I feel it is important to put these misconceptions and judgements to one side, and for people to be better educated about the condition. It is likely any therapist will encounter a patient/client with Tourette’s Syndrome or tics at some point in their career and I feel it’s important to know how to work with this and make them feel supported. From my own personal perspective, what I have always found most helpful is acceptance. When I feel supported and accepted for who I am, I find I become more confident and more relaxed, and my tic symptoms are much reduced. If I feel I am being judged or there is pressure on me to stop ticcing, I become much more stressed and agitated, and ironically it becomes much harder for me to suppress and keep under control. Try not to draw attention to a person’s tics, unless it is welcomed, as the pressure of this only increases and makes them harder to ignore and control.

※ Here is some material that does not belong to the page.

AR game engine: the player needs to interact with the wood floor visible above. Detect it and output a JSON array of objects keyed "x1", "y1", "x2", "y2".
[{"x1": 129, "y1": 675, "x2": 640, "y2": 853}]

Different TS sufferers also have different coping strategies that work for them - some take medication, have something to focus on and channel physical energy like a fidget toy, mindfulness, meditation, thought and behavioural exercises - it all depends on what works for the individual. I personally find chewing gum and listening to music very helpful. Ask the individual in question for anything specific that they know helps them to feel more comfortable. There are certain things that trigger tics and make them worse, such as smells, sounds, and colours - remember to check in about this and remove anything that will make tic symptoms worse.
If a patient/client is relatively new to having tics/Tourette’s Syndrome, psychoeducation can often be helpful to help alleviate anxiety and uncertainty. However, a key point to bear in mind is to remember what the patient/client is seeking therapy for at the time, which may not have anything to do with their tics. Acceptance and respect for what the person needs from you at the time are key.
I hope this helps to provide the therapy community with more knowledge and awareness, and feel more confident and comfortable encountering Tourette’s Syndrome.